Sawyer’s positive attitude has had a real effect on Beth. “She has totally changed my life. Her positive attitude goes a long way. It will help her overcome this,” she says.
One day at a time
Three words that describe Sawyer? Sassy, feisty, and funky. “She likes to make everybody laugh. She’s playful,” Jamie says. “I know why God gave her that spirit, with everything she has had to go through.”
Always positive, Sawyer likes to reminds her mom that tomorrow is another day, telling her mom: “We can get through this!”
Sawyer and her mom fully understand what families go through when a child is sick, and they both want to give back. Over the holidays, Sawyer hosted a box-wrapping event for Mason’s Toy Box, an organization that collects new, unwrapped toys from businesses and delivers them, along with Santa, to children in hospitals in Central Virginia.
“Sawyer and community volunteers helped wrap one hundred donation collection boxes to put in businesses that night,” says Kelly Kassay who founded the organization to help with her own grief after her son passed away from a rare childhood cancer. “She wasn’t feeling well that night, but she still helped. She is quite a little miracle.”
Sawyer has finished her ice cream and fries, and has scooted over to the play area. She crouches and maneuvers through the twists and turns of the colorful equipment. At each turn, she looks at her mom, bursts into a smile and gives her a thumbs-up.

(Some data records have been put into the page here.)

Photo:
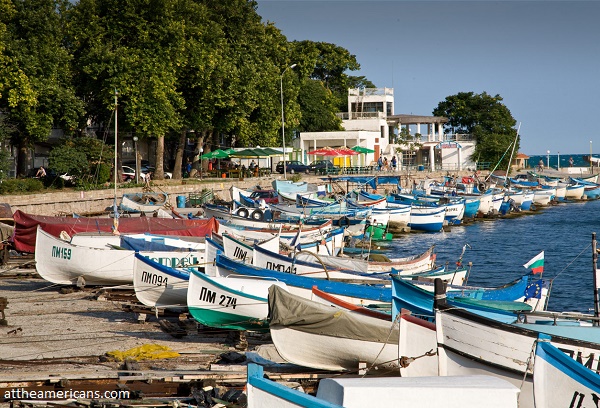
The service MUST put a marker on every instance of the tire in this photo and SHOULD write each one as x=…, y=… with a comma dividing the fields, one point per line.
x=343, y=222
x=257, y=215
x=242, y=212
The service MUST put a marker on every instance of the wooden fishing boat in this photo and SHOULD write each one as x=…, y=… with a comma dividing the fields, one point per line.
x=26, y=227
x=275, y=261
x=427, y=219
x=314, y=335
x=525, y=293
x=159, y=286
x=146, y=202
x=61, y=262
x=491, y=342
x=243, y=251
x=331, y=300
x=238, y=303
x=289, y=234
x=560, y=381
x=575, y=192
x=391, y=392
x=297, y=284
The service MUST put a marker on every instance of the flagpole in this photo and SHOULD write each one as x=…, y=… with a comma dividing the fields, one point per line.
x=596, y=280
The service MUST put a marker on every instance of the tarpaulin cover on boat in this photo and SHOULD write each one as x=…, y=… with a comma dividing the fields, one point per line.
x=26, y=227
x=308, y=316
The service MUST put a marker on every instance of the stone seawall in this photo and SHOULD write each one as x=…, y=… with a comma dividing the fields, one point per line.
x=65, y=202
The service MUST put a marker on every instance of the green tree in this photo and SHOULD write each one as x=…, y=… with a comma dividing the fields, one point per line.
x=487, y=119
x=88, y=159
x=36, y=91
x=331, y=62
x=134, y=48
x=318, y=108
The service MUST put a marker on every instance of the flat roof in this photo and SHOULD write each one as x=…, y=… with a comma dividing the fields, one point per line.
x=415, y=119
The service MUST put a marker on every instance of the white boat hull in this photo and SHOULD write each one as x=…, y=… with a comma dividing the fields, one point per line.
x=61, y=262
x=155, y=288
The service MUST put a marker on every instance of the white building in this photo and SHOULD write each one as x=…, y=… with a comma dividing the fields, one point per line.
x=371, y=123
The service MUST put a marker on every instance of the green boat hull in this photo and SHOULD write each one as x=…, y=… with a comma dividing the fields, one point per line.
x=222, y=320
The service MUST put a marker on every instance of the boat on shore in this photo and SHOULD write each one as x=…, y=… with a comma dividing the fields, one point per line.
x=146, y=202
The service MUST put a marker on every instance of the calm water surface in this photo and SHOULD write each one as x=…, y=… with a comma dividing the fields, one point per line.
x=499, y=248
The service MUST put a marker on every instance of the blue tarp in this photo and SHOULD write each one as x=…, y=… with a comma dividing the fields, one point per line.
x=155, y=244
x=371, y=181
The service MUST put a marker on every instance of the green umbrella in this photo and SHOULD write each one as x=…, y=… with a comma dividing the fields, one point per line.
x=250, y=153
x=361, y=149
x=271, y=152
x=215, y=154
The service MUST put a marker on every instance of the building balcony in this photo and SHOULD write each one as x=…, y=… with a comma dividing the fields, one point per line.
x=360, y=115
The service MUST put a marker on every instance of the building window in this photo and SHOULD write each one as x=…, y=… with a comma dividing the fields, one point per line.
x=367, y=107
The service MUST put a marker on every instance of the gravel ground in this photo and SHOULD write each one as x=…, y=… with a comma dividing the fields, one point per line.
x=73, y=330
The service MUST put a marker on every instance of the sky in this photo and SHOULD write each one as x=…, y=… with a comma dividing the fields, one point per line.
x=541, y=57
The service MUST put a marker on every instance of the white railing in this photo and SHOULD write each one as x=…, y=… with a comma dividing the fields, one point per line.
x=370, y=91
x=360, y=115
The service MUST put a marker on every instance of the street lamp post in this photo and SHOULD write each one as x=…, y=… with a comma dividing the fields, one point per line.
x=201, y=150
x=283, y=120
x=137, y=173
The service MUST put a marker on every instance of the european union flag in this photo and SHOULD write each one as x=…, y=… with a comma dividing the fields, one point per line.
x=534, y=290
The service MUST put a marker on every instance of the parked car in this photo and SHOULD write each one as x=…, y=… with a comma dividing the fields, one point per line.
x=292, y=166
x=270, y=196
x=129, y=174
x=320, y=166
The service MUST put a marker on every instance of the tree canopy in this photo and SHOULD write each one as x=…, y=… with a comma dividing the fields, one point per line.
x=487, y=119
x=211, y=69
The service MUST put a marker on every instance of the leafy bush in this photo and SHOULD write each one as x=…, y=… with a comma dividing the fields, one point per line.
x=20, y=186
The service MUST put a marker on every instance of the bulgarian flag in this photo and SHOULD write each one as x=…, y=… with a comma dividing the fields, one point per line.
x=537, y=263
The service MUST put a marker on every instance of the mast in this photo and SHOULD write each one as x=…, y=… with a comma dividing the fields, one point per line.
x=511, y=155
x=115, y=172
x=596, y=280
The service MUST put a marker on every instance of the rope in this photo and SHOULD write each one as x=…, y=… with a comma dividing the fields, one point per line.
x=396, y=320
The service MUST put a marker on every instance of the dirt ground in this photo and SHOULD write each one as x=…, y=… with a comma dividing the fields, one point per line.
x=51, y=334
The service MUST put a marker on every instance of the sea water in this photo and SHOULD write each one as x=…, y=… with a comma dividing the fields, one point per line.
x=498, y=249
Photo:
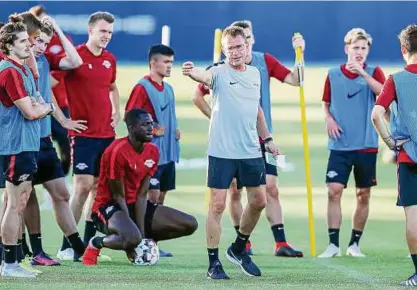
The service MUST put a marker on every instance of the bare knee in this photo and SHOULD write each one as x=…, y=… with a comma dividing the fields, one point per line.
x=335, y=192
x=363, y=195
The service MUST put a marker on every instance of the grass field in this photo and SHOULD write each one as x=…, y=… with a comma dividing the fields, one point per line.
x=383, y=240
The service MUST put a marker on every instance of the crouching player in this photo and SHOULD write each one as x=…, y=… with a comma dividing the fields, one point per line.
x=121, y=210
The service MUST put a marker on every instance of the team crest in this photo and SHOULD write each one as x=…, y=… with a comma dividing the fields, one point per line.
x=107, y=63
x=149, y=163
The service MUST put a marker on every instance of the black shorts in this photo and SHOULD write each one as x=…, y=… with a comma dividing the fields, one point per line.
x=101, y=218
x=340, y=165
x=49, y=165
x=59, y=133
x=407, y=184
x=248, y=172
x=86, y=154
x=20, y=167
x=164, y=178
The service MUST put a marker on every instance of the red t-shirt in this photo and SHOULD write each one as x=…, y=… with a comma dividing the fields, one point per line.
x=378, y=75
x=139, y=98
x=12, y=87
x=275, y=70
x=121, y=161
x=88, y=92
x=389, y=95
x=54, y=49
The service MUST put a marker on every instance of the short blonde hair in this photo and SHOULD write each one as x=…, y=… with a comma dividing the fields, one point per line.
x=357, y=34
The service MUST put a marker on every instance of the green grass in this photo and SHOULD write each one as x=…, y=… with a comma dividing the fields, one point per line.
x=383, y=239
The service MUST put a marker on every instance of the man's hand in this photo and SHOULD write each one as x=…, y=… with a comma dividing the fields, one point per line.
x=77, y=126
x=355, y=67
x=333, y=129
x=115, y=117
x=159, y=130
x=298, y=41
x=272, y=148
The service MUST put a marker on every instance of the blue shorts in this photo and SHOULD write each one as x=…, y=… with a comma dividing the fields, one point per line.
x=49, y=165
x=86, y=154
x=20, y=167
x=407, y=184
x=340, y=165
x=164, y=178
x=248, y=172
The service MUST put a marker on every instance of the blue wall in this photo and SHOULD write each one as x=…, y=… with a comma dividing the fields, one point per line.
x=323, y=25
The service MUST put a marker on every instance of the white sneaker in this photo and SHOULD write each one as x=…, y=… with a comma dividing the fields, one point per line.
x=66, y=255
x=355, y=251
x=15, y=271
x=331, y=251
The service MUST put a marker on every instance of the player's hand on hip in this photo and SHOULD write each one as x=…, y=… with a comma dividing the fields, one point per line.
x=298, y=41
x=115, y=117
x=333, y=129
x=159, y=130
x=272, y=148
x=75, y=125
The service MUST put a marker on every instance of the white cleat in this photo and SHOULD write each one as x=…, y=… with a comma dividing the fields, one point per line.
x=10, y=271
x=66, y=255
x=355, y=251
x=331, y=251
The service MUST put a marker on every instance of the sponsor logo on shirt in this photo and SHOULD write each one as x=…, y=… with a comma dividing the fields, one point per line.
x=81, y=166
x=107, y=64
x=149, y=163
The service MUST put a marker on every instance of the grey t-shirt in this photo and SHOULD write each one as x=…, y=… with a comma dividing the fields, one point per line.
x=235, y=100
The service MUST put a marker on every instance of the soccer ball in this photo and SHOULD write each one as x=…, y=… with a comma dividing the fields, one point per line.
x=147, y=253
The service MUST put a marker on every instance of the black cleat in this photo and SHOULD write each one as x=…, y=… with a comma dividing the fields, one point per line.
x=243, y=261
x=216, y=272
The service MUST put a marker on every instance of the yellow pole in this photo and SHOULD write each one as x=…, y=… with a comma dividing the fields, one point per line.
x=300, y=64
x=217, y=54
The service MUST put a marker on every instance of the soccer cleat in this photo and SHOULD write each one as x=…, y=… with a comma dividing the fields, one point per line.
x=66, y=255
x=249, y=248
x=244, y=261
x=355, y=251
x=91, y=254
x=331, y=251
x=411, y=281
x=25, y=264
x=164, y=254
x=15, y=270
x=283, y=249
x=216, y=272
x=42, y=259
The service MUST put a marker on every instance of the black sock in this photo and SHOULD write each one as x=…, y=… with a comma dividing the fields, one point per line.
x=10, y=254
x=279, y=233
x=213, y=255
x=36, y=243
x=19, y=251
x=77, y=244
x=414, y=258
x=240, y=243
x=355, y=237
x=89, y=232
x=26, y=250
x=334, y=236
x=65, y=244
x=98, y=242
x=236, y=228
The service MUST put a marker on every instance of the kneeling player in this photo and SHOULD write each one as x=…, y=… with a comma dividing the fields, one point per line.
x=121, y=210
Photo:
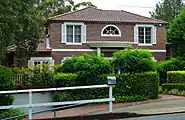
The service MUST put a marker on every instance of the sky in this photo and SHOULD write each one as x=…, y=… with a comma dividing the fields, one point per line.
x=141, y=7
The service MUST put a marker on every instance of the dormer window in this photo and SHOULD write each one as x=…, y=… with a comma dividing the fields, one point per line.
x=111, y=30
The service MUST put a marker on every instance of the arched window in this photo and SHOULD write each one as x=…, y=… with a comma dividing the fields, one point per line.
x=111, y=30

Sawyer has lost a couple of her friends at St. Jude to cancer. “It’s been really hard,” Jamie says, waving back at Sawyer. “She talks about playing with them in heaven. She talks about heaven a lot. Spiritually, she is okay.”
Jamie acknowledges that to make this journey with her youngest child, she has had to draw a lot of her strength from Sawyer. She looks at her daughter, smiles warmly, and says, “I follow her lead.”